Mike Takes Over The World With 25 l of Permoglaze White Egg Shell Acrylic.






Taking the people who work and study here (Liverpool art & design academy) as my audience, I have made ephemeral interventions in the building to illustrate what I see as a problematic divide or separation between an arguably autonomous art world and a globalised Neo-liberal economy.


By employing a local painter and decorator I found in the yellow pages to re-paint all the interior walls in the building a slightly different tone of white, I wanted to give Mike the ‘painter’, a contradictory role, arguably an ‘artist’ or ‘civilian’ in society.


This was a way to understand how a real world exchange like this, and the paint job that came out of it, could be valued in an autonomous art world which seems strangely separate and disengaged from the political realities of the everyday. Equally, it was to see how my artistic intervention into the environment could be elaborate yet had little effect on the perceptions of the people who inhabit it, except for the fictitious rumors / Chinese whispers that have emerged as to the actual paint used and whether or not I had actually done anything at all. What followed was a few difficult conversations with the building managers and a bizarre decorating job being awkwardly played out in the fashion of a conceptual performance piece.


The document of this is a film, also concerned with situations (SI), documentation, and Jean Baudrillard’s theory of a supposed ‘hyper-reality’









To gain permission for my project to go ahead at all I presented one version of my plans to the director of the school and made an agreement. The university pays for the paint job if I agree to use the same shade of paint as on the walls originally. I agreed, but instead used the funding to buy a different shade of paint.


This was a decision to lift the ‘site’ of my work, or the knowledge of the buildings new colour, from any physical space (the exhibition, performance, installation, video, or even the walls themselves) solely into the exchange of information passed around the community of students and staff in the building via the rumours I invented. A placebo effect. On the release of the degree show publication the text describing the project served a similar purpose. I moved the significance of my work from the painting itself to the mediation of it. It also gave all meaning to the 3 hour long film were my audience were literally watching paint dry.

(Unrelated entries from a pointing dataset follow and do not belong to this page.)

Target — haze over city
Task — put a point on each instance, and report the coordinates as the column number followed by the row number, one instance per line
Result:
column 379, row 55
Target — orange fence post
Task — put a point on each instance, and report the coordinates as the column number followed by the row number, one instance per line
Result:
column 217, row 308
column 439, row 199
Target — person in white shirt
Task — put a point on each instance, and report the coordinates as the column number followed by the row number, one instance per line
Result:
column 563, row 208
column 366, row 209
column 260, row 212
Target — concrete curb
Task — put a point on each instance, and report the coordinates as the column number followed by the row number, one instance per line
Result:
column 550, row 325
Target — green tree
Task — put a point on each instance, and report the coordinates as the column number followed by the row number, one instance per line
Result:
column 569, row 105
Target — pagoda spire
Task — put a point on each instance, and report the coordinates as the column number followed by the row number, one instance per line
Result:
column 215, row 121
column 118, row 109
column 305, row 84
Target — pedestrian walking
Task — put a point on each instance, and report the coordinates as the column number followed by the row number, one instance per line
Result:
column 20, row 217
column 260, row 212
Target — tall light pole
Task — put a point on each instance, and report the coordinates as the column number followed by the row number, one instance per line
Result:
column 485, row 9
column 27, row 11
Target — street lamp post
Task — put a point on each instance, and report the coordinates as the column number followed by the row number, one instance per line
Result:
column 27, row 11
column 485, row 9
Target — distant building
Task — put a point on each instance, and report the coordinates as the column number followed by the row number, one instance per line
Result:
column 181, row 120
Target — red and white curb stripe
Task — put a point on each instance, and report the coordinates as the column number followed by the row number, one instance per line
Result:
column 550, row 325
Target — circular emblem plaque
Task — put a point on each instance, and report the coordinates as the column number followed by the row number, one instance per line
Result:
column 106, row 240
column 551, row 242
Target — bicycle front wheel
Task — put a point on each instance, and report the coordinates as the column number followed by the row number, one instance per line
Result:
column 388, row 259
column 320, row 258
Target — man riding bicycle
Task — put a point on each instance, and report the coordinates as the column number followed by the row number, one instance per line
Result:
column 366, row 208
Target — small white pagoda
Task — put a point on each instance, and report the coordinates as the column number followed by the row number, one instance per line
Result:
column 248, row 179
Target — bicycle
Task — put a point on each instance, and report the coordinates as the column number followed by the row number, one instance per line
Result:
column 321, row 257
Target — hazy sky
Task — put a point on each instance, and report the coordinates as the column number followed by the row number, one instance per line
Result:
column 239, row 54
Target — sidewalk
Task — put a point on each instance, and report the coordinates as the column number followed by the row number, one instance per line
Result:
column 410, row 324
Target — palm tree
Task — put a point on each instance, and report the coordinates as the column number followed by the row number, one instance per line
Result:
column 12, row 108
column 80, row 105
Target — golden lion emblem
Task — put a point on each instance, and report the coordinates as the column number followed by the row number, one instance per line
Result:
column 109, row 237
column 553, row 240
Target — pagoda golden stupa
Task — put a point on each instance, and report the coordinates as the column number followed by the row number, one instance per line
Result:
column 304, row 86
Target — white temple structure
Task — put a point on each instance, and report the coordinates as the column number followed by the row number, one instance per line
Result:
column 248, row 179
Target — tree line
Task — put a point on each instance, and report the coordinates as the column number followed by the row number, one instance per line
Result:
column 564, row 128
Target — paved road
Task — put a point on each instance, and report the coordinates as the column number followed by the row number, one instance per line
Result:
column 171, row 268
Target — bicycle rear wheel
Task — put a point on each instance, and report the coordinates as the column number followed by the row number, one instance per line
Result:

The ‘delivery of paint’ installed in the lobby caused the operations staff daily consternation. The weekly routine of painter-decorators as a ubiquitous presence in the building acted as visual reminders to the project. In group crits, conversations, confrontations and through anecdotes, my answers to questions about the project frequently changed even to academic staff. Through the rumour I gave the project form and meaning until the truth became irrelevant. This rumour or mediation was intended to investigate both the current ‘site’ of art production and its reception. It also investigated the threshold between a reality and its re-presentation, which has arguably no real definitive point of transition anymore.